The bullet creates a hole, but it is the expansion of the gas that does the major damage.


----------



## Plattinum

That is not cool (The powerhead shot is, but not the shark). That doesn't even look like a Bull. I could be wrong, but that looks like a Sandbar shark to me. I love the idea ov having your powerhead on a second gun. I am going to start doing that. It would have taken me more time then I would have liked to attach mine.


----------



## WhackUmStackUm

Silent said:


> ...I wonder if they are good to eat, that was really my intention when I shot him.


Looks like the bull shark that came in afterwards thought the sandbar would be good to eat.


----------



## WhackUmStackUm

Silent said:


> This guy just wouldn't quit.


Really? Come on guy. Not much effort was put into discouraging the shark during that encounter. I counted 10 seconds from the time the shark showed up until the time you pulled the safety on your bang stick. Another 10 seconds and the shark was dead. You were either scared to death, looking for a fight, or both.

Although the classic anti-shark maneuver known as the "fin flip" is normally effective (not), I find that a quick jab with a pole spear does wonders to discourage sandbar sharks.

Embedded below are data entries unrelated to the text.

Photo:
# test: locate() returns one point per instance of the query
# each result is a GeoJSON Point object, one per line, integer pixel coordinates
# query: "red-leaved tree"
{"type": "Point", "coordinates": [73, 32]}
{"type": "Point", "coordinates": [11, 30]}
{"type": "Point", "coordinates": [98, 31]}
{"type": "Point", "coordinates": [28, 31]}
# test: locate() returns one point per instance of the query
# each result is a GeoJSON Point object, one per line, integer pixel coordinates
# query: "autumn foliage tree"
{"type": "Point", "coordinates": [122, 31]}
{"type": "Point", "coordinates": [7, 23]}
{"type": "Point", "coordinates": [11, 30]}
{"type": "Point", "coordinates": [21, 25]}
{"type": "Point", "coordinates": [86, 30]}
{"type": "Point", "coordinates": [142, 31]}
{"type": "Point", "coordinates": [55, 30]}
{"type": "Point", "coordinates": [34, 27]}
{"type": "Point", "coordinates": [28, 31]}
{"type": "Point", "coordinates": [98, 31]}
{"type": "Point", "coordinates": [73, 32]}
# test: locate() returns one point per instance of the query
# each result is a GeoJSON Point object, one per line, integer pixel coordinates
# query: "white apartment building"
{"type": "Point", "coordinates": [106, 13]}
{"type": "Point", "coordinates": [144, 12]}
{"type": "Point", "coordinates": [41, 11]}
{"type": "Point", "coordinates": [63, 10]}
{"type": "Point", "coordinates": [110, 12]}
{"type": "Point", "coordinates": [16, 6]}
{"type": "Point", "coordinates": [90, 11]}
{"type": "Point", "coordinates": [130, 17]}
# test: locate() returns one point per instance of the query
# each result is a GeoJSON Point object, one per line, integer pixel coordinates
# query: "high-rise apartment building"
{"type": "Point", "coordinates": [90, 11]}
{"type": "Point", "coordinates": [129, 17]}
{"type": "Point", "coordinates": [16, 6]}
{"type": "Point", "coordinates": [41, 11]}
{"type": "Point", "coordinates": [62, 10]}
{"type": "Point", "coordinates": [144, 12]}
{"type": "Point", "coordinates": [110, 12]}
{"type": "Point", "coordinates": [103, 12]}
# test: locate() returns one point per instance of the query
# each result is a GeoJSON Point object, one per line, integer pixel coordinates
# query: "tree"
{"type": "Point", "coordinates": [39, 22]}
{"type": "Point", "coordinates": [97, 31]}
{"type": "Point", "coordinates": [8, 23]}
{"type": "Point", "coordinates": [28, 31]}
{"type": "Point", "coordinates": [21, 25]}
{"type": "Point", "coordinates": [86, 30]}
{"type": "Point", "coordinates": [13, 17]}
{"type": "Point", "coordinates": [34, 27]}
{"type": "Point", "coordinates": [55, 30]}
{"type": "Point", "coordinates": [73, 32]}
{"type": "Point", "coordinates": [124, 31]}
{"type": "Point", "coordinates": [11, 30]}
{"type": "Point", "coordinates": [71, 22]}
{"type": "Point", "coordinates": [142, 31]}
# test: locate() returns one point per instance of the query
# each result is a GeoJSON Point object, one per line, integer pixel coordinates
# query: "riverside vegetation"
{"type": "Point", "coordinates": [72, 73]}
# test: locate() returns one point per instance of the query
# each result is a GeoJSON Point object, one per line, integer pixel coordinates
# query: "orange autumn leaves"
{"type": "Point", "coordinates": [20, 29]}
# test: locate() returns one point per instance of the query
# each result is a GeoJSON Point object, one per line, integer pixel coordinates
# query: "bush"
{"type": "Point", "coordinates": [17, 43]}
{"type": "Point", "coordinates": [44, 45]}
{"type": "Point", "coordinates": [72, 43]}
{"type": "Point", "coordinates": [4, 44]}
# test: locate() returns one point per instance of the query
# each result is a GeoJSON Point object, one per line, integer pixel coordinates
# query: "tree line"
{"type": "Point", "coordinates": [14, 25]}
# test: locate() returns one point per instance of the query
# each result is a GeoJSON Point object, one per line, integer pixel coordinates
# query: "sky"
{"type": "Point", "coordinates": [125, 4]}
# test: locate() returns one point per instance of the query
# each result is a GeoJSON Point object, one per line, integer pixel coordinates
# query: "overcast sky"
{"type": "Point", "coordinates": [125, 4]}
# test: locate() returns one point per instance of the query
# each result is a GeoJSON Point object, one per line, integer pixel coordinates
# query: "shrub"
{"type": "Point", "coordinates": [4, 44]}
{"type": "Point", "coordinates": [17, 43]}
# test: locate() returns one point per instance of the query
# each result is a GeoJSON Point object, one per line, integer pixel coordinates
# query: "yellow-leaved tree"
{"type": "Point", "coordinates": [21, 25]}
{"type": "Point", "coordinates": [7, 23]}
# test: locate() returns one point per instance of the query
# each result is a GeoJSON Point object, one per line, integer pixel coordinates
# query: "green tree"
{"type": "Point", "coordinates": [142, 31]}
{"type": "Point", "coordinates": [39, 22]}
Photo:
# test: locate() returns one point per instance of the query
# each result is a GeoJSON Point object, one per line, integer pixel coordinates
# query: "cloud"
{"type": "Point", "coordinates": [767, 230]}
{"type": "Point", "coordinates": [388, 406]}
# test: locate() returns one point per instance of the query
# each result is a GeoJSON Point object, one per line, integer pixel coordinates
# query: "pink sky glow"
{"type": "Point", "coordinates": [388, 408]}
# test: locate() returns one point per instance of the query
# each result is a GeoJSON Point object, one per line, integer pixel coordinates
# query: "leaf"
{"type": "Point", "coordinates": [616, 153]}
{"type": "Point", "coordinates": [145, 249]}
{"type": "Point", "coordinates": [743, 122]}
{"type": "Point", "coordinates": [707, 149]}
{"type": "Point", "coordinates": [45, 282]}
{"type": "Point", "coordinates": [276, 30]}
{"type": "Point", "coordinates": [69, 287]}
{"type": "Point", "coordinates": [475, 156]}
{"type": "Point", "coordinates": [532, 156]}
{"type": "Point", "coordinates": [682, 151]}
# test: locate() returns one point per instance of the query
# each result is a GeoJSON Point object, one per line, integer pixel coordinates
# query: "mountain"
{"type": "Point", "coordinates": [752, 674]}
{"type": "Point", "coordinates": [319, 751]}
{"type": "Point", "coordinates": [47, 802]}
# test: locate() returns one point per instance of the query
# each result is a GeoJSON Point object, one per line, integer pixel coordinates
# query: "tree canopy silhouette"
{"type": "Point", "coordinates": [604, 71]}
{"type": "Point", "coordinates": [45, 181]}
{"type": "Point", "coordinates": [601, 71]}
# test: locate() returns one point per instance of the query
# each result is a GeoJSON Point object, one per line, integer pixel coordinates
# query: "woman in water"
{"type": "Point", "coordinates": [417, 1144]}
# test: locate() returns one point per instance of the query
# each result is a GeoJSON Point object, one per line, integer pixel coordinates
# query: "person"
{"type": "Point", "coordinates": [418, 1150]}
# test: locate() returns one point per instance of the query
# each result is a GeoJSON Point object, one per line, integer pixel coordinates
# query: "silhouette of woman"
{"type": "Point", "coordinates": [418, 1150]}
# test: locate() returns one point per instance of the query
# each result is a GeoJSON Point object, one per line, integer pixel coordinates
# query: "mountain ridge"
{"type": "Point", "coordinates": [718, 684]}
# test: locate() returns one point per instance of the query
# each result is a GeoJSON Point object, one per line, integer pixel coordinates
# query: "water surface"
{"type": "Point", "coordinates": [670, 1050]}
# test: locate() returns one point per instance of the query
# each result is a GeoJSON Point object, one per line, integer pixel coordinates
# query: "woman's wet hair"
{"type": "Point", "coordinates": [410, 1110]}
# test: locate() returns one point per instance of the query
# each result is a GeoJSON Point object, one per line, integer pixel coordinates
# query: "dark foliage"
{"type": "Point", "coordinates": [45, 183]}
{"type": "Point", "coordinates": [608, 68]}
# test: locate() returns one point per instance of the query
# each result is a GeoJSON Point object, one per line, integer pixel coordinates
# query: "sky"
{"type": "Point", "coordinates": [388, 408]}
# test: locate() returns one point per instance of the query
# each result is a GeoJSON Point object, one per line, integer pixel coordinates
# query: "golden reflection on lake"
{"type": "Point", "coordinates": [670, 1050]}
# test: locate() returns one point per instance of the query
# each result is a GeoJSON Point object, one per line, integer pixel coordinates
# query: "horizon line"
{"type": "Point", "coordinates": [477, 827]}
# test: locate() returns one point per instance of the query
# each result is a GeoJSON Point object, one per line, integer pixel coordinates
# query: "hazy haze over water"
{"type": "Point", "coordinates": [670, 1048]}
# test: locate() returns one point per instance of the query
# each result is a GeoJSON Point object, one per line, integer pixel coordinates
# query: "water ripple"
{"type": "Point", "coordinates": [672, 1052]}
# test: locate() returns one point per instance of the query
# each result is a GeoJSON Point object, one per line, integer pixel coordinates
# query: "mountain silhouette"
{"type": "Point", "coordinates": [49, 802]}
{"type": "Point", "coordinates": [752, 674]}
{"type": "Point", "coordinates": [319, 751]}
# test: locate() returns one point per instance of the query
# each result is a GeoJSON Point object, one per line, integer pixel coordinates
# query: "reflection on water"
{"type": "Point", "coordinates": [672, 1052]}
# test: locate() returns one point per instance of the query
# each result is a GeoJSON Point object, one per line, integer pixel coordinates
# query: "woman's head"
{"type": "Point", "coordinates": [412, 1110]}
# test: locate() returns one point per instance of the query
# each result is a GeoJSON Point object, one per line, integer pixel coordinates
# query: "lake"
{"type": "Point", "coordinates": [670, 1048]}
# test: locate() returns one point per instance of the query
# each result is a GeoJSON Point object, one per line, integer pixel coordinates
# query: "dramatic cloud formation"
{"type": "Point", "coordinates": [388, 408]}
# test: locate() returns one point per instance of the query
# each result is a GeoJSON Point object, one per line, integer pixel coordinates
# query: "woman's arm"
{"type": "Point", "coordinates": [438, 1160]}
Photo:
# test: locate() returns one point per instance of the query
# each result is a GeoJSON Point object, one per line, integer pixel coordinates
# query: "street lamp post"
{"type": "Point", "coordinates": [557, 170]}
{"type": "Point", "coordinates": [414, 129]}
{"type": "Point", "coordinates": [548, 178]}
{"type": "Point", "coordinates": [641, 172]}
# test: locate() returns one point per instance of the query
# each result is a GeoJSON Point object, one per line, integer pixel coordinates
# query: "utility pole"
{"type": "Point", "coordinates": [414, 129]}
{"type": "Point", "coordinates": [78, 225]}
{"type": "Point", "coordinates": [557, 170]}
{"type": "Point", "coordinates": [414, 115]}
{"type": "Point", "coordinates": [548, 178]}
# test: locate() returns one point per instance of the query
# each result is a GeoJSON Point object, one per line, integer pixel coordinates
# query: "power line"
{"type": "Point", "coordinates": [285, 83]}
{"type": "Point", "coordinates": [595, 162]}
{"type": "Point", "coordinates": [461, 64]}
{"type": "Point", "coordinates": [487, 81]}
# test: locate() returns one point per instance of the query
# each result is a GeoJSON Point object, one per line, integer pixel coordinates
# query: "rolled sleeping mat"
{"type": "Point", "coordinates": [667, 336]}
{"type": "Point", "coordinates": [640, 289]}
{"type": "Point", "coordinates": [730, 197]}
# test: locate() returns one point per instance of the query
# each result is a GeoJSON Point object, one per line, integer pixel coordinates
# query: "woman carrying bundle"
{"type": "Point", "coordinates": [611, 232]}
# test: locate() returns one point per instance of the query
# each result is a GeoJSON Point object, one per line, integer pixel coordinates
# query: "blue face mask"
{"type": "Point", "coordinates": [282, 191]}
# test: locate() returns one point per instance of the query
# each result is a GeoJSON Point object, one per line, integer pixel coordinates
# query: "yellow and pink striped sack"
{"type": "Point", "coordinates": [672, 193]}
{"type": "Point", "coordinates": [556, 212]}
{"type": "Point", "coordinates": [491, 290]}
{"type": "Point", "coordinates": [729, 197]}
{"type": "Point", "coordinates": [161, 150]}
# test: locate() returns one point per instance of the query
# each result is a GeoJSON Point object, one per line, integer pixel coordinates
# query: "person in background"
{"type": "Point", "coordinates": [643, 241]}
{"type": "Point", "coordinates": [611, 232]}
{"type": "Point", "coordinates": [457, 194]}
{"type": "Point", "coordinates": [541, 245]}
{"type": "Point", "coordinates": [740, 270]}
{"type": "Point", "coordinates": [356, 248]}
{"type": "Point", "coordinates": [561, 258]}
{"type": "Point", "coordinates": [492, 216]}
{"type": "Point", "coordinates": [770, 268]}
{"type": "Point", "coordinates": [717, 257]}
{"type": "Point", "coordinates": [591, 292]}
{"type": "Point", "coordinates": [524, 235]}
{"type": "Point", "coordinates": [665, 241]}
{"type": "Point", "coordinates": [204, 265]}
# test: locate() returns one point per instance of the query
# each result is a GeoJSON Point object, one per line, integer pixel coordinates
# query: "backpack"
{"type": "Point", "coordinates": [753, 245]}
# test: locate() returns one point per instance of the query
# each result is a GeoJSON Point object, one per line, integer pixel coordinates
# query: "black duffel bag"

With a spent bang stick and an agitated bull shark on the scene, I'll bet the video that came after was entertaining. :yes:


----------



## tmw234

WhackUmStackUm said:


> Really? Come on guy. Not much effort was put into discouraging the shark during that encounter. I counted 10 seconds from the time the shark showed up until the time you pulled the safety on your bang stick. Another 10 seconds and the shark was dead. You were either scared to death, looking for a fight, or both.
> 
> Although the classic anti-shark maneuver known as the "fin flip" is normally effective (not), I find that a quick jab with a pole spear does wonders to discourage sandbar sharks.
> 
> With a spent bang stick and an agitated bull shark on the scene, I'll bet the video that came after was entertaining. :yes:



:thumbup: Well said Bryan. COuldn't agree more. I think all this shark killing business that went on this weekend is disgusting. I have been diving here 10 years and pretty much always see one or more while spearfishing. Never have I ever shot one, or been in a situation where I felt like I needed to. This new thing with guys trying to show their dominance by killing sharks, really just makes you all look like whimps. If you don't like sharks, then get a new hobby, because they are a part of the game.


----------



## WhackUmStackUm

tmw234 said:


> Well said Bryan...


Sorry guys, I was in rare form yesterday. I apologize for being unkind.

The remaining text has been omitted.